I always dreaded the day when it would be my turn to examine language papers. When finally I was asked to be part of the team giving the oral examinations, I knew I had to bite the bullet. That year, I met up with our lovely French lectrice once a week at lunch and we’d eat and chat. When I got the passages, I spent a weekend preparing them with a French friend. I spent more time revising than the students did, and I felt sure I was every bit as nervous as they were. In the end they went off okay, but it was an exhausting experience. And what would happen if I had to mark the dreaded Use of French papers another time? In retrospect, I see that I had very good language skills, but hang around Cambridge for any length of time, and you absorb the message by osmosis that perfection is the basic attainment. Language work didn’t come easily to me, and I lacked confidence very quickly when things weren’t easy.
So putting the books in a proper order on the shelves was oddly emotional. Was I now someone who didn’t have language skills? Would I let my French fade away over the years, as it is all too easy to do? Yet I was also aware how much I loved certain authors, how important many of those books were to me, how they had shaped my thoughts, my philosophy, my understanding of both narrative and life. There were books there that I had bought in preparation for future research projects. Would I ever write seriously about French literature again? Or teach it? I felt I couldn’t bear to let the books go, but I was conflicted inside, bumping up against insecurities I hadn’t had to negotiate in a long while.
It is funny how those little disappointments we suffer over our perceived capabilities are peculiarly painful; they’re the emotional equivalent of mouth ulcers, a disproportionate infringement on our quality of life. Or, to put it simply, we are very, very tender when it comes to questions of our value. It hurts to think we can’t do things, aren’t competent, can’t master a skill. But when you look at it close up, what really hurts is having a sense of self-worth composed from external judgments alone, or a sense of competence based on (generally unfair) comparisons of ourselves with other people. In many ways I am free now to enjoy French in a way I haven’t ever been able to before. Finally, no one is judging me. And yet, the sense of insecurity lingers and feels weightier than the possibilities opening up ahead. The old external markers of value are stubborn and refuse to budge.

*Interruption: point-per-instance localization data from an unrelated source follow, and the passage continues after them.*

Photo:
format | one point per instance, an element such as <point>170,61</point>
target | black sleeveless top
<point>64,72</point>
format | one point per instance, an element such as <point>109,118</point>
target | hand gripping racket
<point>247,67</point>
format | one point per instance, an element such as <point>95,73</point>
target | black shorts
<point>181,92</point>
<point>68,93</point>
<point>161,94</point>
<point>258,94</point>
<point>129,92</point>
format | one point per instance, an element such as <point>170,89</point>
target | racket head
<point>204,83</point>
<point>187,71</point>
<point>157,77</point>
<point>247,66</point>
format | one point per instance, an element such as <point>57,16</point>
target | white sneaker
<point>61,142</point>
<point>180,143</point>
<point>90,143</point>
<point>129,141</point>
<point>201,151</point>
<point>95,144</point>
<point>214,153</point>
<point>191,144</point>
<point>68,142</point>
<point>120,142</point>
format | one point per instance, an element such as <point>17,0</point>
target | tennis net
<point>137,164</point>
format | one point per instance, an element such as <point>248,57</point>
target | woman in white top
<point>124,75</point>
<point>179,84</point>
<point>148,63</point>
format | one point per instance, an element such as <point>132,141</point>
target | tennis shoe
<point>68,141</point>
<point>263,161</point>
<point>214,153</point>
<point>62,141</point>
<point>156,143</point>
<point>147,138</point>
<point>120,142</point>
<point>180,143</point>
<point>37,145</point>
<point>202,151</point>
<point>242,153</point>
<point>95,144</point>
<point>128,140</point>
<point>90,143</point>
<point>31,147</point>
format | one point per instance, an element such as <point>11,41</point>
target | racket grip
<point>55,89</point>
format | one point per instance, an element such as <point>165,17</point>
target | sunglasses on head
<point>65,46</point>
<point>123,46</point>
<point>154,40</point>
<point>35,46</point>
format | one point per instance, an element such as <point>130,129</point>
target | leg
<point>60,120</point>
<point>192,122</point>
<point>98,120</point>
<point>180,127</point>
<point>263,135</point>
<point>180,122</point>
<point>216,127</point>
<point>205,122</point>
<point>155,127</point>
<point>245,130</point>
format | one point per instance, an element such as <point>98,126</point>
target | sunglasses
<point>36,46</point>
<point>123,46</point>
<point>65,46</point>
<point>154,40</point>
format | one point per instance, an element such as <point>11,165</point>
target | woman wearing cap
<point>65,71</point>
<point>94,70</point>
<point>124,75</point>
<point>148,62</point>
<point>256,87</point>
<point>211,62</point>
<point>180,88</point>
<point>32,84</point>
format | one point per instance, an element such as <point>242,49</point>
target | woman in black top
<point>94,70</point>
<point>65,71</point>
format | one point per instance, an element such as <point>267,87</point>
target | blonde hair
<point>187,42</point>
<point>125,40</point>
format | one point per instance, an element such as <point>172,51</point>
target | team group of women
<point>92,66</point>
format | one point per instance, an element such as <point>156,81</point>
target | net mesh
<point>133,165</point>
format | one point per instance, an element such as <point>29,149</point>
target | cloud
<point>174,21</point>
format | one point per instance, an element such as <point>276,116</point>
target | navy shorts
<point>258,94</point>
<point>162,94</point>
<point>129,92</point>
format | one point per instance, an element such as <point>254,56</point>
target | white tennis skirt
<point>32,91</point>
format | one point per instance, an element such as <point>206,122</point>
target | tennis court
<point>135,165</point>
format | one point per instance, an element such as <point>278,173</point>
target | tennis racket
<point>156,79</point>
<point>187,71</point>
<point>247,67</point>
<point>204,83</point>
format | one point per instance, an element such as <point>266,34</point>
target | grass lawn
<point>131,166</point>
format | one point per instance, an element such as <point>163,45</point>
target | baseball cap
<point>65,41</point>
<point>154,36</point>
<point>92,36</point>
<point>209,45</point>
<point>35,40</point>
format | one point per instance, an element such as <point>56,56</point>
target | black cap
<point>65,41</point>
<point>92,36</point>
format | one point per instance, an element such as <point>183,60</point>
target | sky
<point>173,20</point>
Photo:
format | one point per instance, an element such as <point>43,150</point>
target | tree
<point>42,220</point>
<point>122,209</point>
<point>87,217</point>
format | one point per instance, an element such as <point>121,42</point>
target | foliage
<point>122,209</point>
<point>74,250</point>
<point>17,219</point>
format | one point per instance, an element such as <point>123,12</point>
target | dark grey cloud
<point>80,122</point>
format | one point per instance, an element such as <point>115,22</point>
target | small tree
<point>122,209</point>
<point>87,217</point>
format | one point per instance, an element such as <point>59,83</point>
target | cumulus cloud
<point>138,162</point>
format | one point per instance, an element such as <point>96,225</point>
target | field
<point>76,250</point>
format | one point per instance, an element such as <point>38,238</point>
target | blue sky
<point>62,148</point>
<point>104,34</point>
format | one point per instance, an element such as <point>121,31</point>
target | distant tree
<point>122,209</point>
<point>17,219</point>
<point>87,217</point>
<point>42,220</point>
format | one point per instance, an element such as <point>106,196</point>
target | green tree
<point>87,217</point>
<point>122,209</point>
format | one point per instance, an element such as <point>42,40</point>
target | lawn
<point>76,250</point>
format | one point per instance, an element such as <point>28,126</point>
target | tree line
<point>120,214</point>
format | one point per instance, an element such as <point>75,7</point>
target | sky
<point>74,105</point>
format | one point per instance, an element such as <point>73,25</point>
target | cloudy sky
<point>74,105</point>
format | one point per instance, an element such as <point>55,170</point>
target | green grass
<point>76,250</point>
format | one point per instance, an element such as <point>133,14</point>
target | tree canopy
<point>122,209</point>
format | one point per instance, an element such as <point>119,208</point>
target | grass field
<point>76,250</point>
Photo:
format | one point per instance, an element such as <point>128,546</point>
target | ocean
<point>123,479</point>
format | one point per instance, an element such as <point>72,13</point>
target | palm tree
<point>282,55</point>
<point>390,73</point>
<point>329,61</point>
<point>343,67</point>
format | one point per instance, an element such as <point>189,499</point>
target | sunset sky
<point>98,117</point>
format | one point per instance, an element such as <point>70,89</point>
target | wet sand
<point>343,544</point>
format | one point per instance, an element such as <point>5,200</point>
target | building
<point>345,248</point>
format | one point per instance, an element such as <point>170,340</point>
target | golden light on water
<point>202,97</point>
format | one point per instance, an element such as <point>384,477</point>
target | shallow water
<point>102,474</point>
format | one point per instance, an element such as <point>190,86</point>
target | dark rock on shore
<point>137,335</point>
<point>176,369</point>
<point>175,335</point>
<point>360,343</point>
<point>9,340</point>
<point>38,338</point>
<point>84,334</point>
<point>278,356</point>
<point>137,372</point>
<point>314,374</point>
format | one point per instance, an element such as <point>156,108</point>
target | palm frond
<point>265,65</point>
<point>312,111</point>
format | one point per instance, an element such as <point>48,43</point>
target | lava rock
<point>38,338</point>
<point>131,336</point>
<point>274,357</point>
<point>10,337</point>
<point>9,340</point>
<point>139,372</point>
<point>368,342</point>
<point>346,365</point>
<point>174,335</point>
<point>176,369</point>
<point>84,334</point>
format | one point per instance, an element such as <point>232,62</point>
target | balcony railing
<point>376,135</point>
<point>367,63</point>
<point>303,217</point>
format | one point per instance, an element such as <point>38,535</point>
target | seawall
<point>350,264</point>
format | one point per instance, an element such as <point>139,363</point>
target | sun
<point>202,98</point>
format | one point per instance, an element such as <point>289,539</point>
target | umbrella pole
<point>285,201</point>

This is why I’ve spent my teaching life trying to persuade the students, against the odds, that the only important experience is the pleasure that arises from working with a book alone in a room, teasing out its meaning, or even in a group seminar, working together and feeling the holding, comforting power of solidarity and shared purpose. That’s learning, that’s education, and it’s an infinite, ongoing process, with good days and bad days, mistakes and revelations. I’m keeping my French books, and on a day with a bit more defiant courage, I’ll pick one up and remember all over again that my unjust sense of ‘not being very good at this’ will melt away in the face of the genuine pleasure of reading the book in my hands.